Ein Regimewechsel im Iran ist notwendig, doch das Regime verfügt über das Gewaltmonopol

Jan. 12, 2026 at 10:20 571

Ein Regimewechsel im Iran ist notwendig, längst überfällig, doch das Regime verfügt über das Gewaltmonopol. Bei den jüngsten, Ende Dezember 2025 einsetzenden Protesten sind bereits mindestens 500 Personen — wenn nicht Tausende — getötet worden. Die Revolutionsgarden und andere Ali Khamenei (auch Chamenei) hörige Akteure im Iran gehen skrupellos, mit äusserster Gewalt gegen die Demonstranten vor. Ohne Hilfe von aussen ist das Regime kaum zu stürzen. Es bräuchte Millionen in den Strassen, die von den Pasderan bzw. Basidschi nicht alle erschossen werden können, was ich schon 2018 und erneut bei den Mahsa Amini-Protesten 2022 schrieb.

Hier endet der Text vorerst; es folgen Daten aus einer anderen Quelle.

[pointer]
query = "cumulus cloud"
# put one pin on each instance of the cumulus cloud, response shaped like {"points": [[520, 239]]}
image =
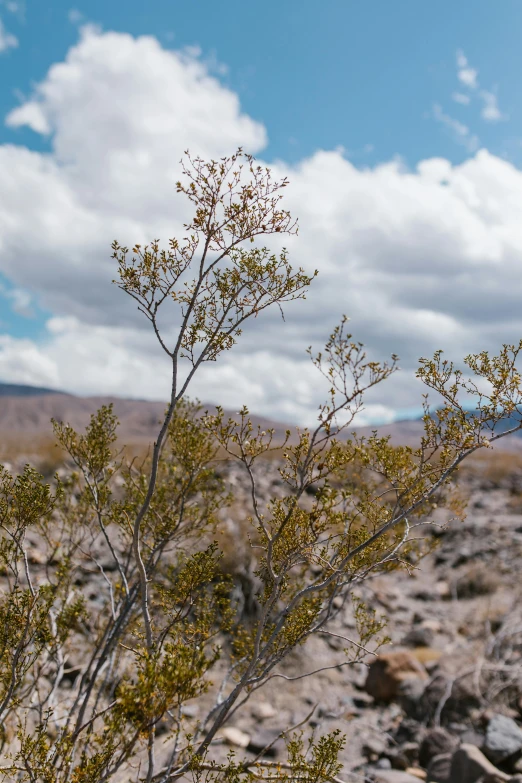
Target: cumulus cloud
{"points": [[418, 259], [466, 74]]}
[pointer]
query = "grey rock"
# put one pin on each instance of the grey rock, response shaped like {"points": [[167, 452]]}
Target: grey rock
{"points": [[391, 776], [503, 739], [419, 637], [435, 743], [410, 694], [439, 768], [469, 765]]}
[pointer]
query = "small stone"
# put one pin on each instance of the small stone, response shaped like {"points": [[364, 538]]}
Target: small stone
{"points": [[234, 736], [503, 739], [443, 590], [435, 743], [470, 765], [263, 710]]}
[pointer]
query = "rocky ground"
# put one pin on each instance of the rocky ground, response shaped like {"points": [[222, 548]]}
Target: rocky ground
{"points": [[443, 701]]}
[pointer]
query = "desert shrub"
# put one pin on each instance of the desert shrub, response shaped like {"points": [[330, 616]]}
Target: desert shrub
{"points": [[127, 613]]}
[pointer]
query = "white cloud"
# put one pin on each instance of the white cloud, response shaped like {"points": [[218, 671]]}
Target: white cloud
{"points": [[75, 16], [21, 300], [469, 78], [466, 74], [459, 97], [7, 40], [419, 260]]}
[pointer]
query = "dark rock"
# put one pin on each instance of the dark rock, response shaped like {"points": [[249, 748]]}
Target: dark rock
{"points": [[439, 768], [435, 743], [267, 742], [469, 765], [503, 739], [388, 671]]}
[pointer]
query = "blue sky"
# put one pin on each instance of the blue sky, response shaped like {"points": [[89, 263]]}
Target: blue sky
{"points": [[338, 73], [373, 83]]}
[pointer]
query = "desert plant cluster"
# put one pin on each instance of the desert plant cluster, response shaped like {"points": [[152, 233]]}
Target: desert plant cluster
{"points": [[96, 683]]}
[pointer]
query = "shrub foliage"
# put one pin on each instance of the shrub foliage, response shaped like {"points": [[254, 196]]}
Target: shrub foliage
{"points": [[94, 688]]}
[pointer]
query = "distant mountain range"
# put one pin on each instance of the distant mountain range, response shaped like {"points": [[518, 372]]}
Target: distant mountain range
{"points": [[20, 390], [26, 411]]}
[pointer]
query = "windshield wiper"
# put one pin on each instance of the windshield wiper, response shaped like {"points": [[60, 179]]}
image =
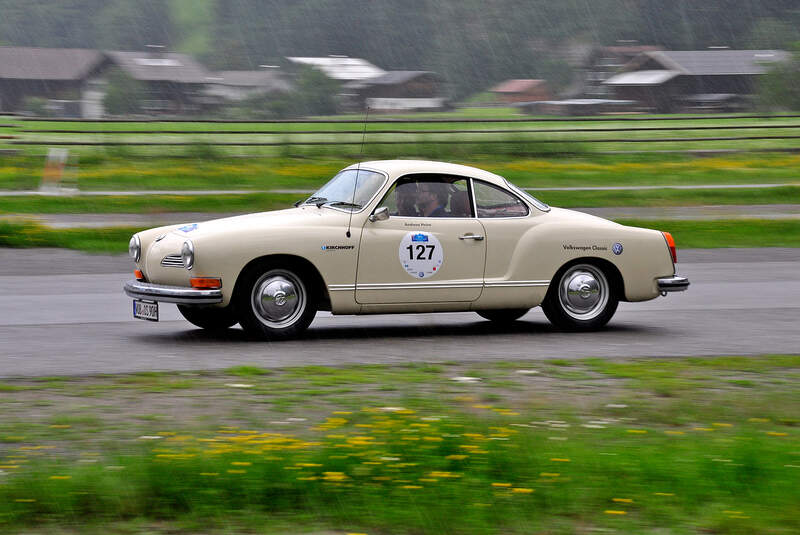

Die Opposition ist führungslos, zerstritten, unorganisiert, ohne Waffen, zum Teil im Exil, im Gefängnis oder vom Regime ermordet worden. Die Rede von den „Moderaten“ im Iran ist Augenwischerei. Es gibt keine Moderaten des Regimes, so wie es keine moderaten Taliban gibt. Ali Khamenei und die Revolutionsgarden müssen weg. Doch das ist leichter gesagt als getan.

Die Iraner haben 1979 den letzten Schah, Reza Pahlavi, verjagt, weil sie sein korruptes und brutales Regime nicht mehr ertrugen. Wenn heute einige der Demonstranten nicht nur „Tod dem Diktator“ (Ali Khamenei), sondern auch „lang lebe der Schah“ rufen, so muss dennoch davon ausgegangen werden, dass die Mehrheit der Demonstranten keine Rückkehr zur Monarchie will. Selbst der jüngste Sohn des verstorbenen Schahs, der wie auch zum Beispiel kurdische politische Gruppen und der Koordinierungsrat der aserbaidschanischen Parteien mehrfach zu Protesten aufrief, bringt sich (bislang) vor allem als Übergangsfigur zur Etablierung der Demokratie im Iran ins Spiel, bis faire und freie Wahlen stattfinden, auch wenn er insgeheim vielleicht auf eine längerfristige Rolle hofft.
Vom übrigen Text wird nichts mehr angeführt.